What has been achieved so far
An edited Extract from the MSPTU February 2020 Newsletter - Chief Constable Shaun Sawyer, NPCC lead on Modern Slavery and Human Trafficking -
"The number of police investigations connected to human trafficking and forced or compulsory labour has continued to grow. In February 2020, there were at least 1810 live operations; a 20% increase on a year earlier, and an almost 10 fold increase on the number of investigations reported when this programme began.
Analysing the data today we find that the largest area of growth in modern slavery investigations is in the exploitation of children and young people, which now accounts for just over a quarter of live operations. The business model of modern slavery involving young people, epitomised in so-called County Lines, is that it is based upon the victim being a perpetrator in crime. The result is an epidemic of child criminal exploitation but also criminality.

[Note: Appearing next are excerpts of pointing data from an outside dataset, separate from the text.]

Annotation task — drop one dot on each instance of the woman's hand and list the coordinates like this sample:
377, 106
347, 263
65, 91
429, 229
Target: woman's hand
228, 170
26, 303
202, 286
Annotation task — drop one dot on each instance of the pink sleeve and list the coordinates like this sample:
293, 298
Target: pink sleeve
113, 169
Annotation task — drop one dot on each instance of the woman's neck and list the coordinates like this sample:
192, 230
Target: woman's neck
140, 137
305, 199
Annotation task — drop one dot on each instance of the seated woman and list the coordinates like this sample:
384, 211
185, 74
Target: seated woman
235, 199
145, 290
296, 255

Meanwhile the number of investigations involving foreign nationals or vulnerable British adults has also continued to grow, albeit at a reduced rate. Indications are that the nationality profile of MHST victims may also be changing as we see a drop in the proportion of investigations involving potential victims from EU countries. However, the close links between organised immigration crime and slavery have become ever clearer in the light of the tragedy in Essex.
The Modern Slavery Police Transformation Unit has continued to support intelligence sharing regionally, nationally and across portfolios. Our team’s core role of identifying and promoting best practice in our response to victims and in the subsequent investigation of offences has also continued. Policing is now far better equipped to understand how to tackle this form of crime and much has already been achieved. Working with the College of Policing, we continue to focus on putting that knowledge into consistent investigative practice in every police force.

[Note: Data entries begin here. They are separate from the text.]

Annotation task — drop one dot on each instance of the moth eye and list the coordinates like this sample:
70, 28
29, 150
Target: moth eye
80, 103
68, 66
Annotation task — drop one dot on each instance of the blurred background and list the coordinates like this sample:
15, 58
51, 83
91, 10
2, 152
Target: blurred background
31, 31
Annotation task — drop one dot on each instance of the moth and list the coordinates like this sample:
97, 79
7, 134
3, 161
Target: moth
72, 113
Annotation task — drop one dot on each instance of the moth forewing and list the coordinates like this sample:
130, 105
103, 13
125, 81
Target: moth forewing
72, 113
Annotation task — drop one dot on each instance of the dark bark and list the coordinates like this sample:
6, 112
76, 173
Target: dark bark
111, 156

There is so much more that the unit has achieved. Now it is for all of us to remind ourselves of our own work in enabling colleagues within policing, wider law enforcement, partner agencies and NGO’s to safeguard victims, prevent others falling into slavery and to bring offenders to justice".
Snapshot up to June 2020
More victims protected - the number of NRM referrals received by police and other competent authorities continues to grow with greater public awareness and activity from partner agencies.
Specialist training delivered - Since 2017 more than 6,400 specialist modern slavery training days have been delivered by the programme to more than 4000 police officers and staff. All forces in England and Wales have participated.
Forces are also able to increasingly deliver the own activity with a network of more than 150 trainers having been equipped to support the delivery of general awareness training locally.
Over 1500 investigators have equipped with specialist investigation skills and 575 investigators have been trained in interviewing skills for modern slavery cases.
More than 800 analyst and research staff working for police and other law enforcement agencies nationwide have received specialist training, via a national conference and at 26 one-day CPD events, on the research techniques needed to support the prevention, intelligence and investigation work needed to tackle modern slavery.
Guidance documents have been published and provided to front line policing including: Initial Actions Aide Memoire, First Contact Booklet, Reception Centre Guide, three Comprehensive Investigations Guides for; Labour, Sexual and Criminal Exploitation and Guidance on obtaining Early Investigative Advice from the CPS. All these are available on the Policing Slavery and Human Trafficking Group on Knowledge Hub
Supporting effective prosecution: Police forces increasingly seek earlier engagement and closer collaboration with the Crown Prosecution Service in the planning and development of complex modern slavery investigations. A national prosecutions action plan has also been developed which supports and tracks actions co-ordinated through a multi-agency prosecutions oversight group
Partner & practitioner networks engaged - A series of major partnership and practitioner events have been held attended by more than 1700 representatives of police, UK and overseas law enforcement, OPPCs, government agencies, crime registrars, local authorities, NGOs, community action groups and other partners – all focussing on working together to defeat modern slavery.